Полная версия
Старый доезжачий
Катим мы с Богом по морозцу, верст по сорок, покормим лошадей, я собак покормлю, привольно им в будке, а мы с извощиком на облучке – будто товар какой закупоренный везем. В Туле на постоялом дворе рогожку нам прорезали – видно думали поживиться… Тут, сударь, как стал я поправлять рогожку на фургоне и огляделся: Рябой меня в лапти обул – один-то кобель как есть половой, а другой-то пообтерся, рябой стал: значит выкраплен был, да плюгавый такой… Накормил я его и пустил в Туле на все четыре стороны, а сам в будке с Растерзаем поехал до самого дому.
В чистый четверг стали мы на месте. Барин у всенощной был, а как приехал, да увидал собаку – и не рассказать вам его радости! Словно ребенок малый весь израдовался. И тому говорит, и тому наказывает беречь Растерзая пуще глаза, в кабинет его к себе на постель положил, а сам так весь и горит, расспрашивает меня, что да как: «Век говорит, Никита, твоей службы не забуду».
На первый день Святой собрались мы, вся дворня: похристосовался с нами барин, всем по красному яичку пожаловал, а меня, сударь, подозвал, обнял, ей-Богу обнял, при всей дворне обнял! «Вот, говорит, Никита, и тебе красное яичко» и подал мне вольную на меня, на мать старуху, да сестренка у меня лет 14 была. Повалился я, сударь, ему в ноги и заголосил от радости и с той поры вольным человеком стал, а окромя того сестре моей барин на приданое (за кучера ее выдали) корову да десять овец пожаловал, а мать старуха в монастырь пошла, молить Господа за Николая Петровича, царство ему небесное…

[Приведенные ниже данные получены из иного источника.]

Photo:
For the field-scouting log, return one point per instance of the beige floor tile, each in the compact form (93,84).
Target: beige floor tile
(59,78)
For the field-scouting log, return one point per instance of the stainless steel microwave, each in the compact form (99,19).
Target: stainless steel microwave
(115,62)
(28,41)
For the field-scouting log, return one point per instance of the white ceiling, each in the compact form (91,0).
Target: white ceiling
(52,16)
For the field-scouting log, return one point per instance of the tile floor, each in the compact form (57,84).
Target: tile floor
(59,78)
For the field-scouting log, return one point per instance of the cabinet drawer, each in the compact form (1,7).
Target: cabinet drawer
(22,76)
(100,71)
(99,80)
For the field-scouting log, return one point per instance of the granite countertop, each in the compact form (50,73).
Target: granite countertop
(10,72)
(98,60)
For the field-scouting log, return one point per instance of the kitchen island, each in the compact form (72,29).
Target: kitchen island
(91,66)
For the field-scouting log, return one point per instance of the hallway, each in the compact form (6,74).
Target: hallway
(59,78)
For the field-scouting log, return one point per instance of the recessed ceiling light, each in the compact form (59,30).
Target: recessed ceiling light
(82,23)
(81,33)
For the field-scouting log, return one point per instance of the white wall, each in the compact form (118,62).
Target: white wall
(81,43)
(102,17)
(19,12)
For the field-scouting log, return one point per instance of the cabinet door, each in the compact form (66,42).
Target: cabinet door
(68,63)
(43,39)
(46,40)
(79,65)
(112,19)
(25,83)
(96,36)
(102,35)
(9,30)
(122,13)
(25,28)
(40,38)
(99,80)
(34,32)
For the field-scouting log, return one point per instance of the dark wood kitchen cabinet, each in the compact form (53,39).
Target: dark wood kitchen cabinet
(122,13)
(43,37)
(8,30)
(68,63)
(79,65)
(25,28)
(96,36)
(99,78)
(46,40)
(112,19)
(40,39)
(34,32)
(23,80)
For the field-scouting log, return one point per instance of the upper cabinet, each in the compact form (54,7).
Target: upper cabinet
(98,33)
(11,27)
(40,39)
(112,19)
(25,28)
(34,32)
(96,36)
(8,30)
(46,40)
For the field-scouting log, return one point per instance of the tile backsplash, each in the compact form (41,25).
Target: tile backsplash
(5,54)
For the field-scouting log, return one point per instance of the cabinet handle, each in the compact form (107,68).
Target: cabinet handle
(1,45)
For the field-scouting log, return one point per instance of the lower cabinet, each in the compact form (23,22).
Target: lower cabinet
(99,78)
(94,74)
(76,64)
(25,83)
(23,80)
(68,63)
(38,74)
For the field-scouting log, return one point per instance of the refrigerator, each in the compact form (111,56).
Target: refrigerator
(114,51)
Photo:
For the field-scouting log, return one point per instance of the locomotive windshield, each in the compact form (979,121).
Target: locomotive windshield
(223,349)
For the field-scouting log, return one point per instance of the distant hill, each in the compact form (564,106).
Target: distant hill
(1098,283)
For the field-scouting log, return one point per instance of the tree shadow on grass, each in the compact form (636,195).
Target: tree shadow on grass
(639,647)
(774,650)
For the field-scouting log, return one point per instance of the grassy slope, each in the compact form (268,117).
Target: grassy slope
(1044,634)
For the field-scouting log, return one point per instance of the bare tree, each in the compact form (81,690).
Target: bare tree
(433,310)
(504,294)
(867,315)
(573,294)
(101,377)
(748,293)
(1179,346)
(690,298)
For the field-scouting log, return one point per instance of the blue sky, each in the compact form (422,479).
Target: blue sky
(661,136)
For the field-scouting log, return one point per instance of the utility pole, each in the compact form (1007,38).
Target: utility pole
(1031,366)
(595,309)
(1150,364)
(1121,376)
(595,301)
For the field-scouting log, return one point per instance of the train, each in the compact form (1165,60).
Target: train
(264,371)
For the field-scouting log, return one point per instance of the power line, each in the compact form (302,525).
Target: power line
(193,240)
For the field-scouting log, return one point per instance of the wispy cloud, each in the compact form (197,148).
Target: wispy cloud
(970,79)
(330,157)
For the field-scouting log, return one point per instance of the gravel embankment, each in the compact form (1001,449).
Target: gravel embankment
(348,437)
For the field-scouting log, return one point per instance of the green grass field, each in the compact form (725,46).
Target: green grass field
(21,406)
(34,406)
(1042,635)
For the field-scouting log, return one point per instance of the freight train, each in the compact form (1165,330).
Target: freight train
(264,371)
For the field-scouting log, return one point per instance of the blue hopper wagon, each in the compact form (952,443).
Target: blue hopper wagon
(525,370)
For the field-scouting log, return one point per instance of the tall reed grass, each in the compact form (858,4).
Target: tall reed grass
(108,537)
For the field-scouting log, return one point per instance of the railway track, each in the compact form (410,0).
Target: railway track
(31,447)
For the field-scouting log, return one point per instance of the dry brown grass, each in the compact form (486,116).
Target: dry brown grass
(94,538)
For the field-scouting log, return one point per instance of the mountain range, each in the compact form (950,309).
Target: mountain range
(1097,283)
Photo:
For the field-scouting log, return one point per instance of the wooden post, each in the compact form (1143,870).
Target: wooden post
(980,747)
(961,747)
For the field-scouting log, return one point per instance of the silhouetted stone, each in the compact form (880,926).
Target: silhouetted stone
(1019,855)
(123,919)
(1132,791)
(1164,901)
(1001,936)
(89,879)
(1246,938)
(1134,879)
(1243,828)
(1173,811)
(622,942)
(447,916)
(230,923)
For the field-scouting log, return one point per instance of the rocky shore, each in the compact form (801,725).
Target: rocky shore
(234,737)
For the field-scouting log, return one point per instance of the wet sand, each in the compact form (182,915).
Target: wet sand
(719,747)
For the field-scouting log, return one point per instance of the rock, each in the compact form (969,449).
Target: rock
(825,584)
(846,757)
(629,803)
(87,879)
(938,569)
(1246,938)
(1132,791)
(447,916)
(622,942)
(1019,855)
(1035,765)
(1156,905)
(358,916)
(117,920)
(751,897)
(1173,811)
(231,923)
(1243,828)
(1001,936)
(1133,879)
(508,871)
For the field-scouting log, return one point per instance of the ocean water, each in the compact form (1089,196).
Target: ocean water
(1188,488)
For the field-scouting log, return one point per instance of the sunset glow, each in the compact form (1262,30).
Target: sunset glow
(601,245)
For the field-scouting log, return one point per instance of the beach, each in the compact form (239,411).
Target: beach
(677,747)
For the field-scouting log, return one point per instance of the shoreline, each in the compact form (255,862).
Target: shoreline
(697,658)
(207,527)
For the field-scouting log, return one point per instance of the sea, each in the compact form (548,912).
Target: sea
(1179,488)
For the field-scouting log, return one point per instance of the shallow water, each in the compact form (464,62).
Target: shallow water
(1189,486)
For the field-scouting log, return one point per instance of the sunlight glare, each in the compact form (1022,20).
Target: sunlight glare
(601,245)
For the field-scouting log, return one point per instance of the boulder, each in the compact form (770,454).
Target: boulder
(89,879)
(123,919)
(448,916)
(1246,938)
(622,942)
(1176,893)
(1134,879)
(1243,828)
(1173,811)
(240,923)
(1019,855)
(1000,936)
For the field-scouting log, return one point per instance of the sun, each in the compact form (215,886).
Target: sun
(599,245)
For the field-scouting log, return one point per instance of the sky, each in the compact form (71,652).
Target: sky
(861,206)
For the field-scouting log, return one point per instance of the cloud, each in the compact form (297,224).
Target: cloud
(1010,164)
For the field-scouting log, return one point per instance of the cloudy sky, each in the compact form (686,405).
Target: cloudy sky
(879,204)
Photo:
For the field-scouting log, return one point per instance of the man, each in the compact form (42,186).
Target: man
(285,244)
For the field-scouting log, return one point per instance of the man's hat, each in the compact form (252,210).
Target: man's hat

Заснул я крепко, сном человека, разбитого дорогой и не спавшего до четырех часов ночи. И чего ни приснилось мне в эту ночь!.. И добряк Николай Петрович, и рябой детина, и Степка стремянный, и красавица Дуня… Борзые и гончие разной рубашки и складки – все это перемешалось в моем воображении… Никита, несмотря на просьбу разбудить меня пораньше, заложил чем ни попадя оконушки своего жилья, даже выпроводил вон шавку и позволил мне проспать до полудня. Едва в первом часу дня выехали мы с Никитой на паре его лошадок. Спросонья, – проспав столько дорогого времени, – я был шибко зол, но злость мало-помалу утихала. Погода посноснела, дождь не хлестал в лицо, было что-то похожее на заморозок. Ехали лесом. В стороне затрубил кто-то в рожок, через дорогу перебежала гончая собачонка.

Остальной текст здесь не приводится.